Recently I’ve learned of some other families who are going through some very difficult emotional times and I thank God every day that Kathy and I have remained as one, and that our family is still intact. Too often I’ve seen families pulled apart by tragedy, disappointment or trials that life throws at them. We’ve certainly had our challenges in that department, but we make a daily decision to love one another and never let any earthly challenge override what God has built. About a month ago, Jessi was playing on my computer and I found a little note she had written. It said ...“My family is the best family there is. First of all my mom is a great cook she cooks the best food ever. Second of all my dad well he takes knaps most of the time but also he gets me whatever I want and takes me riding. Third my brother well first of all right now he`s in the hospital it`s not surprising to me cause he`s always is in there but who cares were still together and that’s what madders. But soon he`ll be out of here ’hopefully’ and back to himself well his onry self. That is my loving family. THE END
How accurate and honest are her words?! Not the part about "daddy" napping (I only fake nap :), but the “who cares were all still together”. That IS what counts. We are still together. Our hearts are forever bonded through this challenge by the power of the Holy Spirit and God’s amazing love. I truly don’t know how anyone can start a day without Jesus as their guiding Light.

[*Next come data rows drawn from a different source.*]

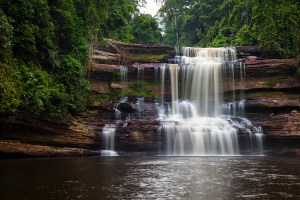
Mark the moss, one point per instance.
(149, 56)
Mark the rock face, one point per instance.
(272, 101)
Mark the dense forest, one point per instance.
(273, 25)
(45, 45)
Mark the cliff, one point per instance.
(271, 92)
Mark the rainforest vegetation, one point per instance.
(45, 45)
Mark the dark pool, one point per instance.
(240, 177)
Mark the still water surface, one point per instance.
(243, 177)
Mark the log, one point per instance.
(129, 53)
(102, 55)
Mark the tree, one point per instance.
(145, 29)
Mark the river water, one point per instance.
(239, 177)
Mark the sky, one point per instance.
(150, 8)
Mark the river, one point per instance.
(239, 177)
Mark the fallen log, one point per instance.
(129, 53)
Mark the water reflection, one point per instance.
(151, 178)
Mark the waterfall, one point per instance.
(200, 123)
(108, 133)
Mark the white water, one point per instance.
(108, 133)
(199, 122)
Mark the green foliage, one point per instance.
(145, 29)
(272, 25)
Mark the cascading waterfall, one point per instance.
(108, 133)
(198, 123)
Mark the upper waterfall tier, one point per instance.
(195, 55)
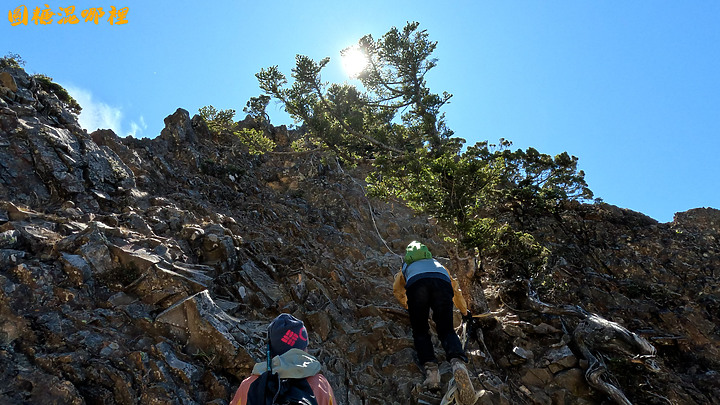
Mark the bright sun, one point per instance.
(353, 60)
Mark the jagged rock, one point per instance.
(205, 328)
(7, 81)
(120, 259)
(558, 359)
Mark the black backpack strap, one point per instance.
(268, 389)
(261, 391)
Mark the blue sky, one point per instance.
(631, 88)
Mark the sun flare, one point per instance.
(353, 60)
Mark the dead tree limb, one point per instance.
(595, 333)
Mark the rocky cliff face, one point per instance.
(146, 271)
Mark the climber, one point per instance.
(289, 371)
(423, 284)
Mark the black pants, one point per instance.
(435, 294)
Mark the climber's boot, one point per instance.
(466, 391)
(432, 376)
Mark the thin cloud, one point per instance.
(96, 114)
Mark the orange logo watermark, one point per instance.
(66, 15)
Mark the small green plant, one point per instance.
(12, 60)
(48, 85)
(221, 122)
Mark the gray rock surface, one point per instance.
(146, 271)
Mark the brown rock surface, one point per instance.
(146, 271)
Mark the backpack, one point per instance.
(269, 389)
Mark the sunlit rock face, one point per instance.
(147, 270)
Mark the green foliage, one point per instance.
(12, 60)
(397, 123)
(51, 87)
(221, 122)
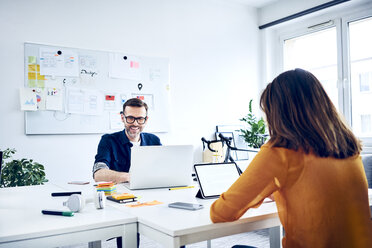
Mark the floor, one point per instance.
(259, 239)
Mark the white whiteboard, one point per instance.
(152, 82)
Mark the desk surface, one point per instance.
(21, 219)
(175, 227)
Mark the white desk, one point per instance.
(175, 227)
(23, 225)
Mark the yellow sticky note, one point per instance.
(40, 83)
(40, 77)
(31, 76)
(32, 59)
(31, 67)
(32, 83)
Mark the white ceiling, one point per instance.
(254, 3)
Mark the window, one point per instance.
(317, 53)
(365, 81)
(360, 59)
(339, 53)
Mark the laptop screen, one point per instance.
(160, 166)
(216, 178)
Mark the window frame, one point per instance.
(341, 19)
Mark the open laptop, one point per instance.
(160, 166)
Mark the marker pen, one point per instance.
(65, 193)
(55, 212)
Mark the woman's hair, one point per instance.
(300, 115)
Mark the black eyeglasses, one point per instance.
(132, 119)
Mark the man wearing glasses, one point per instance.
(112, 161)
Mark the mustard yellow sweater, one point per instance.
(322, 202)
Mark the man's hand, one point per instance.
(111, 176)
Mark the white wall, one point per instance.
(213, 47)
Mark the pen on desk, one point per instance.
(186, 187)
(65, 193)
(54, 212)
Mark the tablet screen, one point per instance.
(216, 178)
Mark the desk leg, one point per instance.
(129, 236)
(95, 244)
(276, 235)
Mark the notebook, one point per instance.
(160, 166)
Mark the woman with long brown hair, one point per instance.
(312, 166)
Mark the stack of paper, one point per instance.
(108, 187)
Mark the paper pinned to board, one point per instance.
(125, 66)
(58, 62)
(28, 99)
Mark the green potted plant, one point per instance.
(254, 135)
(21, 172)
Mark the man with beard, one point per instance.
(112, 161)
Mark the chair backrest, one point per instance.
(367, 163)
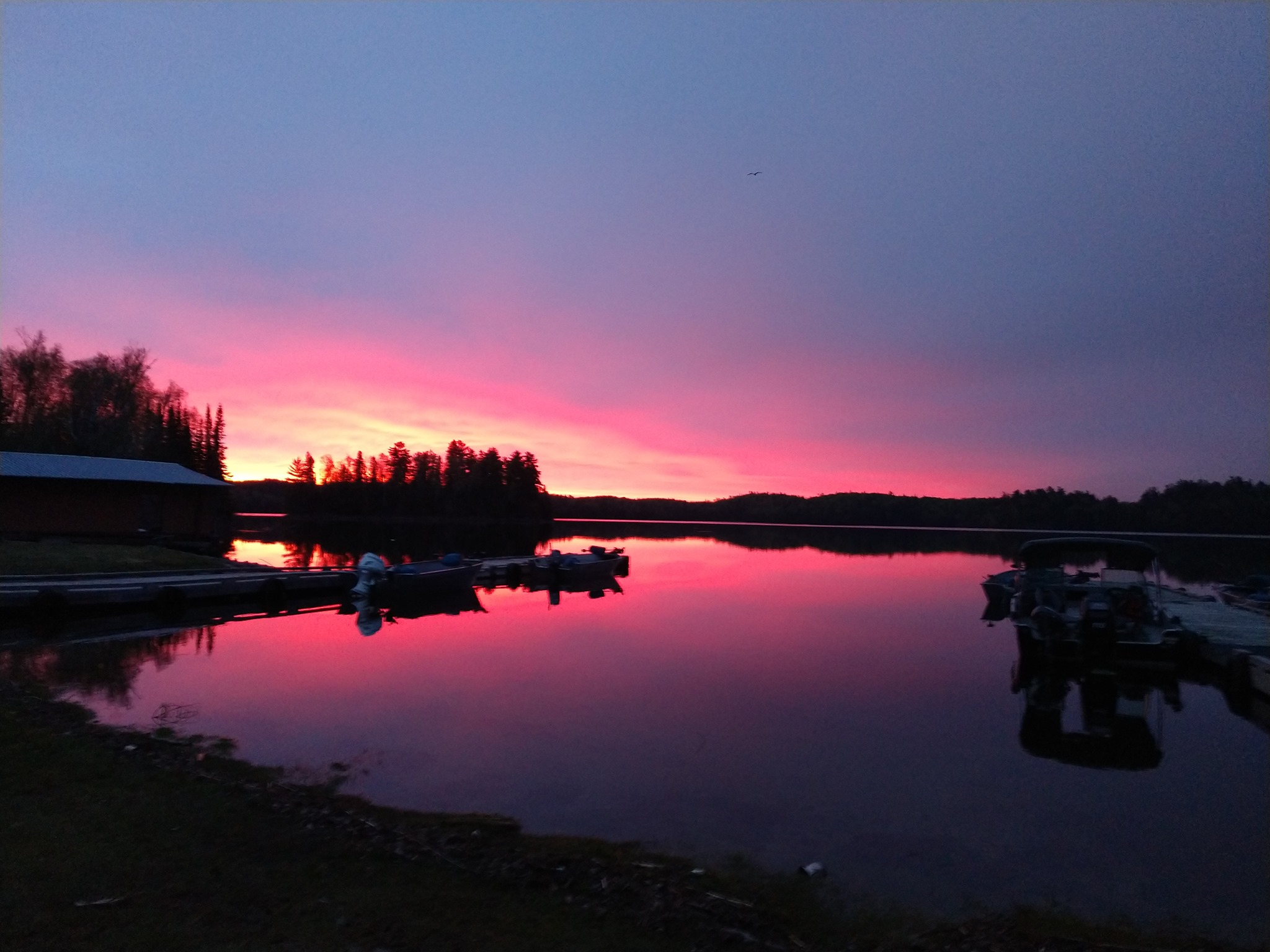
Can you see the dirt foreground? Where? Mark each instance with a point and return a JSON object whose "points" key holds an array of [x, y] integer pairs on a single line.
{"points": [[115, 839]]}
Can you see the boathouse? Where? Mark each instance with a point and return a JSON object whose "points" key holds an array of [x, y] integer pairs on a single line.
{"points": [[45, 495]]}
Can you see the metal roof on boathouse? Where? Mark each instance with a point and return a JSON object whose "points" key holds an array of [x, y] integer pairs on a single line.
{"points": [[51, 466]]}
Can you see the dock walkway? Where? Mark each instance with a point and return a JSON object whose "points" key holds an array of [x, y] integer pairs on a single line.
{"points": [[1222, 628], [118, 589]]}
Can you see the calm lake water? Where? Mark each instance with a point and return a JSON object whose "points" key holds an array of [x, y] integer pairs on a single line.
{"points": [[793, 705]]}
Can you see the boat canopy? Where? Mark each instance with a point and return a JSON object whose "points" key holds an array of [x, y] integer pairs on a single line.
{"points": [[1118, 552]]}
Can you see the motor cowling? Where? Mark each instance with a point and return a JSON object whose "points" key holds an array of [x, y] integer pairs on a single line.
{"points": [[370, 571]]}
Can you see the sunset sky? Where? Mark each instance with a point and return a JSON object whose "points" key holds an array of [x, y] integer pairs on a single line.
{"points": [[992, 247]]}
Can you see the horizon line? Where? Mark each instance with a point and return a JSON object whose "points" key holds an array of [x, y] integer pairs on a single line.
{"points": [[923, 528]]}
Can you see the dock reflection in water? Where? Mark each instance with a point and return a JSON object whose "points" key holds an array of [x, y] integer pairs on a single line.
{"points": [[790, 703]]}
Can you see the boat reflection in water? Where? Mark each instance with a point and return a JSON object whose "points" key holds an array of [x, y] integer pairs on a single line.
{"points": [[1116, 711], [371, 616]]}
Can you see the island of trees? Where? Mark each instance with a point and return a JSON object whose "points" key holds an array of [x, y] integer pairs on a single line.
{"points": [[403, 484], [102, 405]]}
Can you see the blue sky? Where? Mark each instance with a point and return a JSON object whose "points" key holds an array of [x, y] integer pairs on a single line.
{"points": [[992, 245]]}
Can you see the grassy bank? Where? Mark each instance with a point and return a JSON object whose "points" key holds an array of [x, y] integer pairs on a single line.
{"points": [[121, 839], [66, 558]]}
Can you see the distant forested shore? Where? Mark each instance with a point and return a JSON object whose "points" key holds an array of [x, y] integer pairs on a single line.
{"points": [[1237, 507]]}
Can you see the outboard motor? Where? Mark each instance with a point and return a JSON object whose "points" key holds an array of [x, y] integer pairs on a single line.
{"points": [[370, 571]]}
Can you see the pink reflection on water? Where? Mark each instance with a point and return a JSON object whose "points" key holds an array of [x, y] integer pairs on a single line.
{"points": [[705, 643], [793, 705]]}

Garrett’s been feeling good comparatively, and his heart rate has been holding steady in the low 110’s. So very close to the target range of the low 90’s. It’s clear we’re gainin’. He goes back in to the Hospital next week for another round of infusions, and then it’s more waiting until the biopsy. Regardless of the outcome, we know we’ll be ok because we are together, even when we're apart, and we’re surrounded by God’s Amazing Grace.
Tonight we offer more prayers of thanks for what we have, for the challenges that bring us closer to Him and we ask for His mercy on those who need Him most. We also, as always, pray for His comforting and protective mantle to blanket all of you who have walked this journey with us.